Staff Starts Book In Summer, Finishes In May

Yearbook editor senior Selena Escutia works on a photo Dec. 8 for the Diversity Week spread in the yearbook.

     Legacy yearbook is a student-run publication class led by two student editors: senior Selena Escutia and junior Sophia Miles. The staff starts the book before the school year begins and finishes it after the school year has ended.

     “These kids spend probably around 800 or more hours outside of the school day working on this yearbook,” adviser Cherié Burgett said.

     Throughout the school year, staff members stayed after school for work nights until 8 p.m. to work on the book even after working during school to create an award-winning book. Escutia said that one misconception about the yearbook is that it’s, “Let’s plop some pictures on a page and call it a day.” There’s more to it; like how they have to follow guidelines to be eligible to compete.

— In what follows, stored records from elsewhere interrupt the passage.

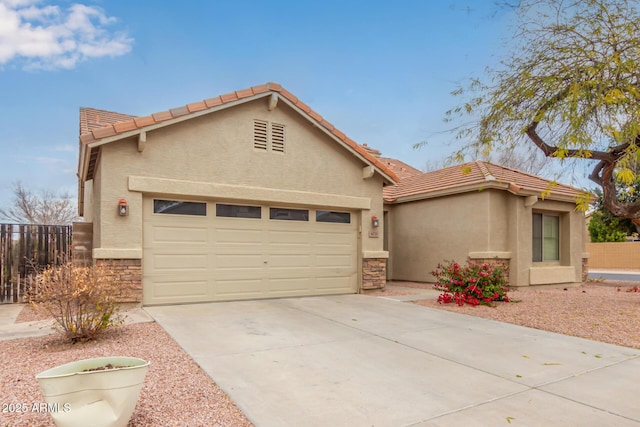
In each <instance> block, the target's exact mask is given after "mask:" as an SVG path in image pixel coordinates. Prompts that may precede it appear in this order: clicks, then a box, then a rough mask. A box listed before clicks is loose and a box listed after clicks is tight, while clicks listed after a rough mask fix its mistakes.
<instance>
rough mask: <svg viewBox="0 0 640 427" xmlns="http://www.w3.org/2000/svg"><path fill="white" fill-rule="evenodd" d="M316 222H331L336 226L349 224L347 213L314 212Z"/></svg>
mask: <svg viewBox="0 0 640 427" xmlns="http://www.w3.org/2000/svg"><path fill="white" fill-rule="evenodd" d="M316 222H332V223H337V224H351V214H350V213H349V212H332V211H320V210H318V211H316Z"/></svg>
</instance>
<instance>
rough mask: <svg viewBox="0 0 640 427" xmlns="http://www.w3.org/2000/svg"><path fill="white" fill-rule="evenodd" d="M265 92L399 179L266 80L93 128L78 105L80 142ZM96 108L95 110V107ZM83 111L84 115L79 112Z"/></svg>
mask: <svg viewBox="0 0 640 427" xmlns="http://www.w3.org/2000/svg"><path fill="white" fill-rule="evenodd" d="M266 92H277V93H279V94H280V95H281V96H282V97H284V98H286V99H287V100H288V101H289V102H291V103H292V104H293V105H294V106H295V107H296V108H298V109H300V110H301V111H302V112H304V113H305V114H306V115H308V116H309V118H310V119H312V120H313V121H315V122H316V123H317V124H318V125H320V126H323V127H324V128H325V129H326V130H327V131H328V132H329V134H331V135H334V136H335V137H337V138H338V139H340V140H341V141H342V142H344V143H345V144H346V145H347V146H349V147H350V148H351V149H353V150H354V151H355V152H357V153H358V154H359V155H361V156H362V157H363V158H364V159H366V161H368V162H369V163H371V164H373V165H375V166H376V167H377V168H378V169H380V170H381V171H382V172H383V173H384V174H385V175H386V176H387V177H388V178H390V179H391V180H392V181H396V182H398V181H400V179H399V178H398V176H397V175H396V174H395V172H393V170H391V169H390V168H389V167H387V166H386V165H385V164H384V163H383V162H381V161H380V160H378V159H377V158H376V157H375V156H373V155H372V154H370V153H369V152H368V151H367V150H366V149H364V148H362V147H361V146H360V145H359V144H357V143H356V142H355V141H353V140H352V139H350V138H347V136H346V135H345V134H344V133H343V132H341V131H340V130H338V129H337V128H336V127H335V126H333V125H332V124H331V123H329V122H328V121H326V120H325V119H324V118H323V117H322V116H321V115H320V114H318V113H317V112H315V111H314V110H313V109H312V108H311V107H309V106H308V105H307V104H305V103H304V102H302V101H301V100H300V99H299V98H298V97H296V96H295V95H293V94H292V93H291V92H289V91H288V90H286V89H284V88H283V87H282V86H281V85H280V84H279V83H274V82H268V83H266V84H262V85H257V86H252V87H250V88H247V89H241V90H237V91H235V92H230V93H226V94H224V95H220V96H218V97H214V98H208V99H205V100H203V101H198V102H194V103H191V104H186V105H184V106H181V107H177V108H172V109H169V110H165V111H159V112H156V113H152V114H150V115H147V116H142V117H136V116H130V115H126V114H122V113H115V112H109V113H110V114H114V115H116V116H118V117H126V118H127V119H126V120H120V121H118V122H120V123H119V124H118V125H117V126H114V125H113V124H112V123H108V124H106V125H105V126H100V127H95V129H91V128H89V126H88V125H87V123H88V120H87V117H86V116H87V115H86V113H87V111H88V110H95V109H86V110H85V111H83V110H82V109H81V112H80V142H81V143H82V144H84V145H87V144H90V143H92V142H96V141H98V140H100V139H103V138H106V137H110V136H115V135H118V134H121V133H125V132H130V131H135V130H137V129H142V128H144V127H147V126H151V125H154V124H157V123H161V122H164V121H167V120H171V119H174V118H178V117H181V116H186V115H189V114H193V113H195V112H198V111H204V110H207V109H211V108H214V107H218V106H220V105H223V104H226V103H230V102H233V101H237V100H240V99H244V98H249V97H251V96H255V95H259V94H263V93H266ZM96 111H99V110H96ZM83 114H84V116H83Z"/></svg>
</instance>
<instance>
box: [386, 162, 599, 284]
mask: <svg viewBox="0 0 640 427" xmlns="http://www.w3.org/2000/svg"><path fill="white" fill-rule="evenodd" d="M383 191H384V198H385V230H386V232H387V238H385V249H387V250H388V251H389V262H388V269H387V274H388V277H390V278H393V279H394V280H408V281H425V280H427V281H430V280H433V279H434V278H433V276H432V275H431V272H432V271H433V270H434V269H435V267H436V266H437V265H438V263H442V262H444V261H446V260H453V261H459V262H462V261H464V260H466V259H471V260H475V261H478V262H487V261H489V262H498V263H500V264H502V265H503V266H505V267H508V271H509V282H510V285H511V286H517V287H522V286H536V285H537V286H539V285H556V286H558V285H561V286H575V285H579V284H580V283H582V281H583V274H585V273H586V259H587V258H588V255H587V254H585V253H584V241H585V227H584V214H583V213H582V212H581V211H579V210H577V209H576V198H577V197H579V196H580V195H581V194H582V193H583V192H582V191H581V190H578V189H575V188H573V187H569V186H566V185H562V184H556V183H554V182H552V181H548V180H545V179H542V178H540V177H537V176H534V175H530V174H527V173H524V172H521V171H518V170H515V169H510V168H506V167H503V166H499V165H496V164H491V163H488V162H484V161H474V162H470V163H466V164H463V165H458V166H452V167H448V168H444V169H440V170H437V171H433V172H428V173H419V174H412V175H410V176H406V177H405V178H404V179H402V181H401V182H400V183H398V184H397V185H394V186H389V187H385V189H384V190H383Z"/></svg>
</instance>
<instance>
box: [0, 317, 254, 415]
mask: <svg viewBox="0 0 640 427" xmlns="http://www.w3.org/2000/svg"><path fill="white" fill-rule="evenodd" d="M23 311H26V310H23ZM33 317H34V314H33V313H28V312H27V314H26V315H24V316H23V320H24V319H25V318H32V319H33ZM35 317H36V318H37V316H35ZM33 320H35V319H33ZM102 356H131V357H139V358H141V359H145V360H150V361H151V365H150V366H149V370H148V371H147V376H146V378H145V382H144V386H143V387H142V391H141V393H140V400H139V401H138V404H137V406H136V409H135V412H134V414H133V417H132V418H131V421H130V422H129V426H139V427H143V426H144V427H150V426H163V427H164V426H180V427H185V426H189V427H196V426H203V427H205V426H207V427H208V426H233V427H236V426H239V427H243V426H251V425H252V424H251V423H250V422H249V420H248V419H247V418H246V417H245V416H244V414H243V413H242V412H241V411H240V410H239V409H238V408H237V407H236V406H235V404H234V403H233V402H232V401H231V400H230V399H229V397H228V396H227V395H226V394H225V393H224V392H223V391H222V390H220V389H219V388H218V386H217V385H216V384H215V383H214V382H213V381H212V380H211V378H210V377H209V376H208V375H207V374H206V373H205V372H204V371H202V369H200V367H199V366H198V365H197V364H196V363H195V362H194V361H193V360H192V359H191V357H189V355H187V354H186V353H185V352H184V351H183V350H182V349H181V348H180V346H179V345H178V344H177V343H176V342H175V341H174V340H173V339H171V337H169V335H168V334H167V333H166V332H165V331H164V330H163V329H162V328H161V327H160V326H159V325H158V324H156V323H138V324H135V325H128V326H123V327H120V328H117V329H114V330H112V331H109V332H106V333H105V334H104V335H103V336H102V337H100V338H99V339H98V340H96V341H90V342H86V343H77V344H61V343H60V340H59V339H58V338H57V336H56V335H47V336H44V337H36V338H23V339H16V340H11V341H2V342H0V358H1V359H2V361H3V363H2V364H0V404H2V408H0V426H2V427H5V426H16V427H17V426H20V427H23V426H34V427H35V426H38V427H41V426H47V427H48V426H55V425H54V423H53V420H52V419H51V416H50V415H49V414H46V413H40V412H36V411H33V410H32V408H33V405H34V403H35V404H39V403H41V402H44V400H43V398H42V395H41V394H40V389H39V387H38V383H37V381H36V379H35V375H36V374H37V373H39V372H42V371H44V370H45V369H49V368H52V367H54V366H57V365H61V364H64V363H68V362H72V361H74V360H79V359H87V358H91V357H102ZM5 405H6V406H5ZM10 405H13V406H10ZM16 408H19V409H20V410H21V412H16Z"/></svg>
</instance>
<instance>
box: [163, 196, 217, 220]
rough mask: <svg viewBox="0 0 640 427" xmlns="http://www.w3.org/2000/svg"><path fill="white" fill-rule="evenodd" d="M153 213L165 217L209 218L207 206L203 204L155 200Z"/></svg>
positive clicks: (201, 203)
mask: <svg viewBox="0 0 640 427" xmlns="http://www.w3.org/2000/svg"><path fill="white" fill-rule="evenodd" d="M153 213H154V214H163V215H193V216H207V204H206V203H203V202H183V201H180V200H161V199H154V201H153Z"/></svg>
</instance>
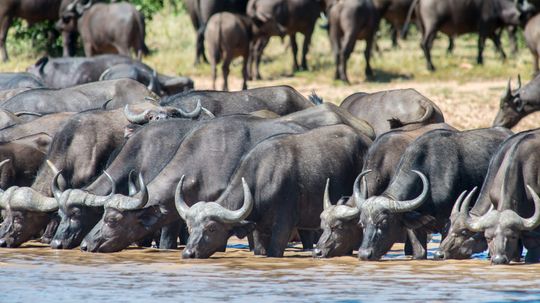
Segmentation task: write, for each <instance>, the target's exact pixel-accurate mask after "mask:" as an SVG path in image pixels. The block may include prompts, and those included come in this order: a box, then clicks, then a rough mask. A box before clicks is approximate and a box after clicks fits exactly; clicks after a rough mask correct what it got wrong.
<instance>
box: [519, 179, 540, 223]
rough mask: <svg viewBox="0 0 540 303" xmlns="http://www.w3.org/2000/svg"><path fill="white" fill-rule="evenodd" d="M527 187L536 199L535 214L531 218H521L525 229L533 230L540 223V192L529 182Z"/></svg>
mask: <svg viewBox="0 0 540 303" xmlns="http://www.w3.org/2000/svg"><path fill="white" fill-rule="evenodd" d="M527 189H528V190H529V193H530V194H531V197H532V198H533V201H534V214H533V215H532V217H530V218H529V219H523V218H521V222H522V223H523V228H524V229H525V230H533V229H535V228H536V227H537V226H538V225H540V197H538V194H537V193H536V192H535V191H534V189H532V187H530V186H529V185H528V184H527Z"/></svg>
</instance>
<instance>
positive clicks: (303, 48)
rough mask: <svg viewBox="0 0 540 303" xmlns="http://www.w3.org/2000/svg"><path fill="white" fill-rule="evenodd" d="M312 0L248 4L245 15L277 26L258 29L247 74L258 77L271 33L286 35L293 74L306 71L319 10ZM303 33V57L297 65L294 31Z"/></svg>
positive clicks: (320, 7) (282, 1)
mask: <svg viewBox="0 0 540 303" xmlns="http://www.w3.org/2000/svg"><path fill="white" fill-rule="evenodd" d="M318 2H319V1H313V0H250V1H249V2H248V6H247V15H248V16H249V17H251V18H252V19H253V20H255V21H256V22H257V21H258V22H263V23H265V22H269V21H275V22H277V25H278V26H277V27H273V28H266V29H264V30H261V32H262V34H261V35H260V37H256V39H254V44H253V48H252V53H251V56H252V57H251V58H250V67H249V74H250V77H252V78H256V79H261V74H260V72H259V64H260V62H261V57H262V53H263V51H264V48H265V47H266V45H267V44H268V42H269V39H270V37H271V36H283V35H288V36H289V38H290V43H291V50H292V55H293V66H292V71H293V73H294V72H296V71H299V70H307V69H308V64H307V53H308V52H309V45H310V43H311V36H312V34H313V30H314V28H315V23H316V22H317V19H318V18H319V15H320V13H321V4H320V3H318ZM297 33H301V34H302V35H303V36H304V42H303V46H302V60H301V64H300V65H299V64H298V59H297V53H298V44H297V43H296V34H297ZM253 60H255V74H254V73H253Z"/></svg>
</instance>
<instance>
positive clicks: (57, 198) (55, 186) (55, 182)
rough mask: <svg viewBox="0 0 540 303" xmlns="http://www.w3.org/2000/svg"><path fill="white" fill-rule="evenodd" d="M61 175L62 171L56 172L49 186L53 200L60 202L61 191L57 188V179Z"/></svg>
mask: <svg viewBox="0 0 540 303" xmlns="http://www.w3.org/2000/svg"><path fill="white" fill-rule="evenodd" d="M61 175H62V171H59V172H57V173H56V174H55V175H54V178H53V182H52V184H51V191H52V192H53V195H54V198H55V199H56V200H58V201H60V196H61V195H62V190H60V188H59V187H58V177H60V176H61Z"/></svg>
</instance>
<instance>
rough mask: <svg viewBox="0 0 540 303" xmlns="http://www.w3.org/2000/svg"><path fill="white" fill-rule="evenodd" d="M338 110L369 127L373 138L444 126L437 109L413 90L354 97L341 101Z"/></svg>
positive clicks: (427, 100)
mask: <svg viewBox="0 0 540 303" xmlns="http://www.w3.org/2000/svg"><path fill="white" fill-rule="evenodd" d="M340 107H342V108H345V109H347V110H348V111H350V112H351V113H352V114H353V115H354V116H356V117H358V118H360V119H362V120H365V121H367V122H368V123H369V124H371V126H372V127H373V129H374V130H375V133H376V134H377V135H381V134H383V133H385V132H387V131H389V130H390V129H393V128H400V127H405V126H406V127H407V128H410V127H417V126H420V125H426V124H431V123H442V122H444V116H443V114H442V112H441V110H440V109H439V107H438V106H437V105H436V104H435V103H434V102H433V101H431V100H429V99H428V98H427V97H425V96H423V95H422V94H420V93H419V92H417V91H416V90H414V89H397V90H388V91H381V92H376V93H372V94H366V93H356V94H352V95H350V96H349V97H347V98H345V100H343V102H341V105H340Z"/></svg>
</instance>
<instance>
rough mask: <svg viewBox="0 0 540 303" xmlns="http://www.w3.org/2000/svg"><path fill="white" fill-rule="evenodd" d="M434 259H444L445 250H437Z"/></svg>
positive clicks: (433, 254)
mask: <svg viewBox="0 0 540 303" xmlns="http://www.w3.org/2000/svg"><path fill="white" fill-rule="evenodd" d="M433 259H435V260H442V259H444V252H442V251H440V250H437V251H436V252H435V253H434V254H433Z"/></svg>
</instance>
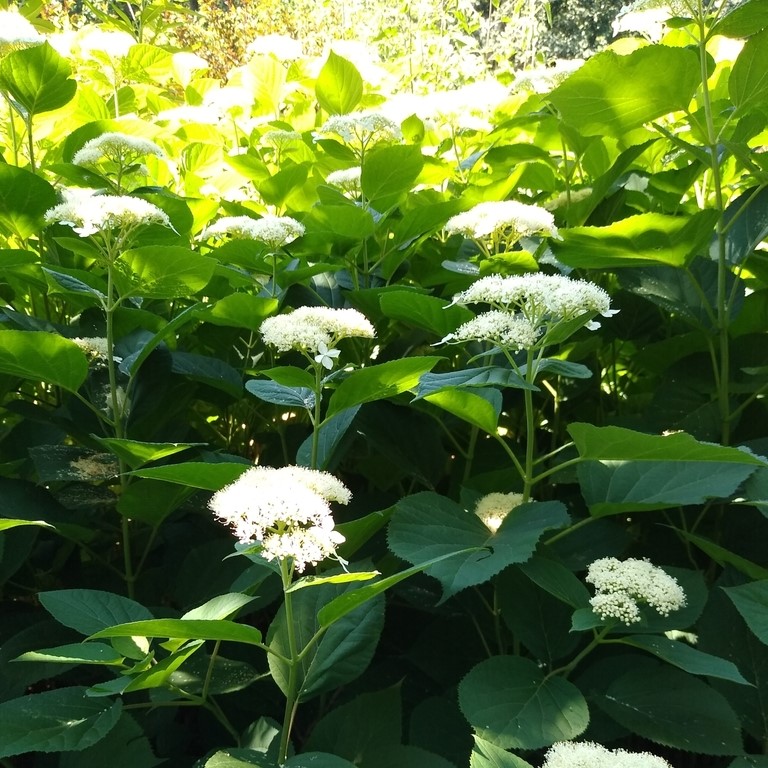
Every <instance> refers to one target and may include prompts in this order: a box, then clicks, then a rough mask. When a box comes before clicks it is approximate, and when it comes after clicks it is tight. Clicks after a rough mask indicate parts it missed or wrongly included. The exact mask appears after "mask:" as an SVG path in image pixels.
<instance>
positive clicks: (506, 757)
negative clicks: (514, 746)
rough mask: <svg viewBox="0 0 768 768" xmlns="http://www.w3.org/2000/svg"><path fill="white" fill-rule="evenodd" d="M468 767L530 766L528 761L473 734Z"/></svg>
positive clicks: (486, 767)
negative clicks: (474, 740) (473, 745)
mask: <svg viewBox="0 0 768 768" xmlns="http://www.w3.org/2000/svg"><path fill="white" fill-rule="evenodd" d="M469 768H532V766H531V764H530V763H526V762H525V760H523V759H522V758H520V757H518V756H517V755H513V754H512V753H511V752H507V750H506V749H502V748H501V747H497V746H496V745H495V744H492V743H491V742H490V741H485V740H484V739H481V738H480V737H479V736H477V735H475V744H474V746H473V747H472V754H471V755H470V758H469Z"/></svg>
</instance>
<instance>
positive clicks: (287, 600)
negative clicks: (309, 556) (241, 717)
mask: <svg viewBox="0 0 768 768" xmlns="http://www.w3.org/2000/svg"><path fill="white" fill-rule="evenodd" d="M292 570H293V568H292V566H291V565H289V563H288V561H287V560H281V561H280V576H281V577H282V580H283V594H284V600H285V602H284V603H283V605H284V607H285V625H286V632H287V633H288V653H289V658H288V682H287V688H288V691H287V693H286V694H285V713H284V715H283V727H282V730H281V731H280V748H279V750H278V754H277V762H278V765H283V763H285V761H286V758H287V757H288V745H289V743H290V738H291V729H292V727H293V719H294V717H295V715H296V709H297V708H298V706H299V701H298V696H297V691H296V677H297V674H296V673H297V671H298V665H299V653H298V649H297V647H296V628H295V627H294V623H293V593H292V592H289V591H288V588H289V587H290V586H291V575H292Z"/></svg>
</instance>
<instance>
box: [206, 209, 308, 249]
mask: <svg viewBox="0 0 768 768" xmlns="http://www.w3.org/2000/svg"><path fill="white" fill-rule="evenodd" d="M305 231H306V230H305V229H304V225H303V224H301V223H299V222H298V221H296V219H293V218H291V217H290V216H271V215H267V216H262V217H261V218H260V219H252V218H251V217H250V216H224V217H223V218H221V219H219V220H218V221H216V222H214V223H213V224H211V226H210V227H206V229H204V230H203V232H202V233H201V235H200V237H201V238H202V239H203V240H205V239H207V238H209V237H225V236H227V235H229V236H230V237H233V238H235V239H240V240H258V241H260V242H262V243H266V244H267V245H268V246H270V247H271V248H281V247H282V246H284V245H288V244H289V243H292V242H293V241H294V240H296V239H297V238H299V237H301V236H302V235H303V234H304V232H305Z"/></svg>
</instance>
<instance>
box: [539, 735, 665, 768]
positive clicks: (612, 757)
mask: <svg viewBox="0 0 768 768" xmlns="http://www.w3.org/2000/svg"><path fill="white" fill-rule="evenodd" d="M542 768H672V767H671V766H670V764H669V763H668V762H667V761H666V760H664V759H663V758H661V757H657V756H656V755H652V754H650V753H649V752H627V751H626V750H623V749H613V750H611V749H606V748H605V747H603V746H602V745H601V744H595V743H594V742H591V741H582V742H578V741H560V742H558V743H557V744H553V745H552V746H551V747H550V748H549V750H548V751H547V754H546V756H545V759H544V765H543V766H542Z"/></svg>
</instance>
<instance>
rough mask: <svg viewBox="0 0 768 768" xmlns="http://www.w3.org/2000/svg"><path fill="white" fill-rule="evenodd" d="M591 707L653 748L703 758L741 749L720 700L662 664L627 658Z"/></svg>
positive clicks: (734, 716) (646, 660) (732, 714)
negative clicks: (687, 753)
mask: <svg viewBox="0 0 768 768" xmlns="http://www.w3.org/2000/svg"><path fill="white" fill-rule="evenodd" d="M596 701H597V703H598V705H599V706H600V708H601V709H603V710H605V712H606V713H607V714H608V715H610V716H611V717H612V718H613V719H614V720H616V722H618V723H619V724H620V725H622V726H624V728H627V729H629V730H630V731H631V732H632V733H635V734H637V735H638V736H641V737H643V738H646V739H650V740H651V741H655V742H656V743H657V744H663V745H664V746H667V747H673V748H675V749H684V750H687V751H689V752H697V753H699V754H705V755H734V754H739V753H740V752H741V751H742V749H743V747H742V743H741V727H740V725H739V721H738V719H737V718H736V715H735V714H734V713H733V710H732V709H731V707H730V706H729V704H728V702H727V701H726V700H725V699H724V698H723V696H721V695H720V694H719V693H718V692H717V691H715V690H714V689H713V688H710V687H709V686H708V685H706V684H705V683H703V682H702V681H701V680H697V679H696V678H695V677H692V676H691V675H688V674H686V673H685V672H681V671H680V670H678V669H674V668H671V667H670V666H669V665H668V664H660V663H659V662H657V661H652V660H650V659H642V658H638V659H635V658H634V657H633V659H632V664H631V665H630V668H629V670H628V671H627V672H626V673H625V674H623V675H620V676H619V677H618V678H616V679H614V680H613V681H612V682H611V683H610V684H609V685H608V688H607V690H606V692H605V694H604V695H602V696H596Z"/></svg>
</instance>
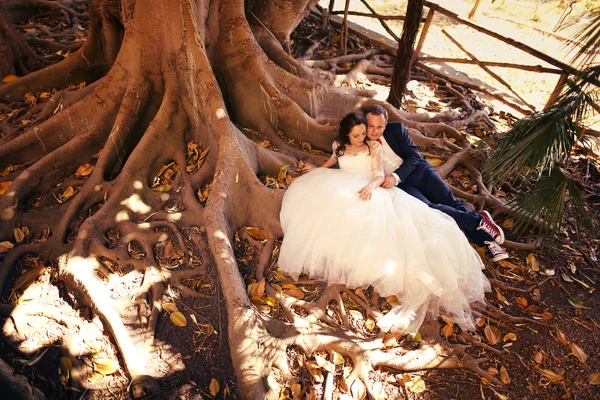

     In December, Legacy staff found out they earned an All Missouri ranking from Missouri Scholastic Press Association, and in January they found out they earned an All American from the National Scholastic Press Association — the top ranking in the state and in the nation.

     “You don’t realize how much of a workload it is, but it’s so much, and it’s so detail oriented,” Escutia said. “You can’t be messy with it; you have to be very specific,” 

     However, the amount of work varies between each staff member. At the start of the year staff members get to choose what they work on.

     “They will choose if they want to do photography, writing or design. Those are the three big things,” Escutia said. 

     Junior Lillian Burwell, a photographer and writer, said the amount of work is like a roller coaster; sometimes they have a bunch of work, and sometimes they don’t. 

     “If you’re an editor, your whole life is your book,” Escutia said.

     By the end of the first semester, the book is still in progress of being made. 

     “We just finished senior tributes,” Escutia said. “That was a huge mark, about 13 percent of the book.” 

     Yearbook students began to work on the portrait section, the largest section of the book. The staff makes sure everybody’s name is spelled correctly as well as creates content to fill the section. 

     “Once we’re done with that, then we’ll be about 50 percent done with the book,” Escutia said. “That’s definitely the biggest part of the book.” 

     By the end of the school year, the book is still not finished. The yearbook staff works to complete the remaining sections of the book in the first two weeks of summer break while awaiting state results from spring sports. They can’t submit those pages until they know the outcome of the season. When completed, the staff takes a month long break before starting to work on the book for the next year during summer camp.